The bourbon is a small batch, so it is made in small, high-quality batches, but the whiskey in the individual barrels are blended at the end to achieve a consistent product (as well as to save whiskey that might be just a little bit off). It is aged for nine years (a long time even for a small batch bourbon) in white oak barrels. The whiskey is bottled at 100 proof (50%). Jim Beam recommends drinking it either with an ice cube or two or straight up (the latter is my choice), so do not add a splash of water.

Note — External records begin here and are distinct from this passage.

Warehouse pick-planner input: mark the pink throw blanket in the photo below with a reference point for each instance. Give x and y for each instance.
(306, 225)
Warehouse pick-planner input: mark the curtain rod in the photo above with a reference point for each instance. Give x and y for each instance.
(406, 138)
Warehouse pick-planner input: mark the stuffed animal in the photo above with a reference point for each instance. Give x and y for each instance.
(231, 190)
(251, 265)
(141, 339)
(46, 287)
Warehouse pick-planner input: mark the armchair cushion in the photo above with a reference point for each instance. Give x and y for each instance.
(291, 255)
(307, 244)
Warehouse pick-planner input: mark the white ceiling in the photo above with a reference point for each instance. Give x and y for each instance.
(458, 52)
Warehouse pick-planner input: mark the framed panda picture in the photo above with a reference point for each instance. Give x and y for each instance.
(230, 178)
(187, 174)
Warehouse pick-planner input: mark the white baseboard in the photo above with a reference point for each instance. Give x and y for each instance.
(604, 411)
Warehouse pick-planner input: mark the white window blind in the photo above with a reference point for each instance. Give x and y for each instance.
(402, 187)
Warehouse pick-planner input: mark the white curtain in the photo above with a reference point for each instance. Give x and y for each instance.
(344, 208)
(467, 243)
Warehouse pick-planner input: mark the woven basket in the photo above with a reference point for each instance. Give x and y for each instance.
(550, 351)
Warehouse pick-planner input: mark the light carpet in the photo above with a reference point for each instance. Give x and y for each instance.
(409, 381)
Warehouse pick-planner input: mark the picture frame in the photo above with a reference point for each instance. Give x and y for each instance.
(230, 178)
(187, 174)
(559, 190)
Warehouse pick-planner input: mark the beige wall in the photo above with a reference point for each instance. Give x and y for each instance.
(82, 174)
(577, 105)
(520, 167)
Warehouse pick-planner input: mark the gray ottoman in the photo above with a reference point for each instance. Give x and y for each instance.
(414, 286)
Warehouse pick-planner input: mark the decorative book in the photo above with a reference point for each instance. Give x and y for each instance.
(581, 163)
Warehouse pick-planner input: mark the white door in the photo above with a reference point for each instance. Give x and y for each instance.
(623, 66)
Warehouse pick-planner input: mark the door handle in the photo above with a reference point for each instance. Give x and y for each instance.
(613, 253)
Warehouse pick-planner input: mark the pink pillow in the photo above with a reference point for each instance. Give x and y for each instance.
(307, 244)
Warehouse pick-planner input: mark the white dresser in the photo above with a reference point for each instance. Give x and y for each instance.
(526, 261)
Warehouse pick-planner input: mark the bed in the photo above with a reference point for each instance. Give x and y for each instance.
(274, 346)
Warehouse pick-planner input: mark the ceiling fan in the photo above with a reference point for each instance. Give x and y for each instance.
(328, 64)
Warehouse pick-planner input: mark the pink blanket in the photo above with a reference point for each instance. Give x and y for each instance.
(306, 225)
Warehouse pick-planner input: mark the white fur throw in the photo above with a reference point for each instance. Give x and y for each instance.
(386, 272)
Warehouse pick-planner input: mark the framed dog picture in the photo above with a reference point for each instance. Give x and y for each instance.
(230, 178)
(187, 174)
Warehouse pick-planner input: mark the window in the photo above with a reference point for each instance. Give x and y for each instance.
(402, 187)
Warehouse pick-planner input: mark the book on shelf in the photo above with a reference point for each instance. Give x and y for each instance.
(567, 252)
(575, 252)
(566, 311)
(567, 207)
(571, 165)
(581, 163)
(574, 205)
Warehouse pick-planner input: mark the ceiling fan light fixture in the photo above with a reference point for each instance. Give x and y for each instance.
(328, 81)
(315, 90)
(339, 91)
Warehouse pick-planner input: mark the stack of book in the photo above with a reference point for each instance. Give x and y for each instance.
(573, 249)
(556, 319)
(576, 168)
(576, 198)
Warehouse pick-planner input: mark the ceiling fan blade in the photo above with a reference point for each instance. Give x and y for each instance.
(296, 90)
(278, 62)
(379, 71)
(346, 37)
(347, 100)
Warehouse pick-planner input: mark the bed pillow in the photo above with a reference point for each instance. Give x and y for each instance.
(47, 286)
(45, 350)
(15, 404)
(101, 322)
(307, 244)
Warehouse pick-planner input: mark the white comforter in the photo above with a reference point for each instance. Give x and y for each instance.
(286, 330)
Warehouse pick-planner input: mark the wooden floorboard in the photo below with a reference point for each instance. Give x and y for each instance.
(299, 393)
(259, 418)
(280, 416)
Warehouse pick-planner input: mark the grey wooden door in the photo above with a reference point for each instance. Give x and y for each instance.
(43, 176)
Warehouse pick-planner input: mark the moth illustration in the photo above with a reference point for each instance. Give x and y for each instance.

What makes Knob Creek distinctive is how light it is on bourbon-style sweetness, which leaves behind a stronger sense of bourbon’s charred oak. Knob Creek’s scent is thick with oak and grain, with hints of toasted nuts. On the palate, the whiskey is full-bodied with woodiness and smoke, and the strength of the bourbon comes across as a slight, fiery bite. The finish goes down with glowing warmth. Overall, it is an excellent bourbon, although its pre-Prohibition qualities mean only a bourbon snob will truly appreciate its virtues.
Knob Creek still goes for $35 in some parts of the U.S., but $40 to $50 is not uncommon. In Europe, the 70 cl version is often priced at €28-32, and in the UK £30 seems to be the norm.
Knob Creek has won numerous plaudits from the San Francisco World Spirits Competition, including a double gold, two golds, a sliver and a bronze.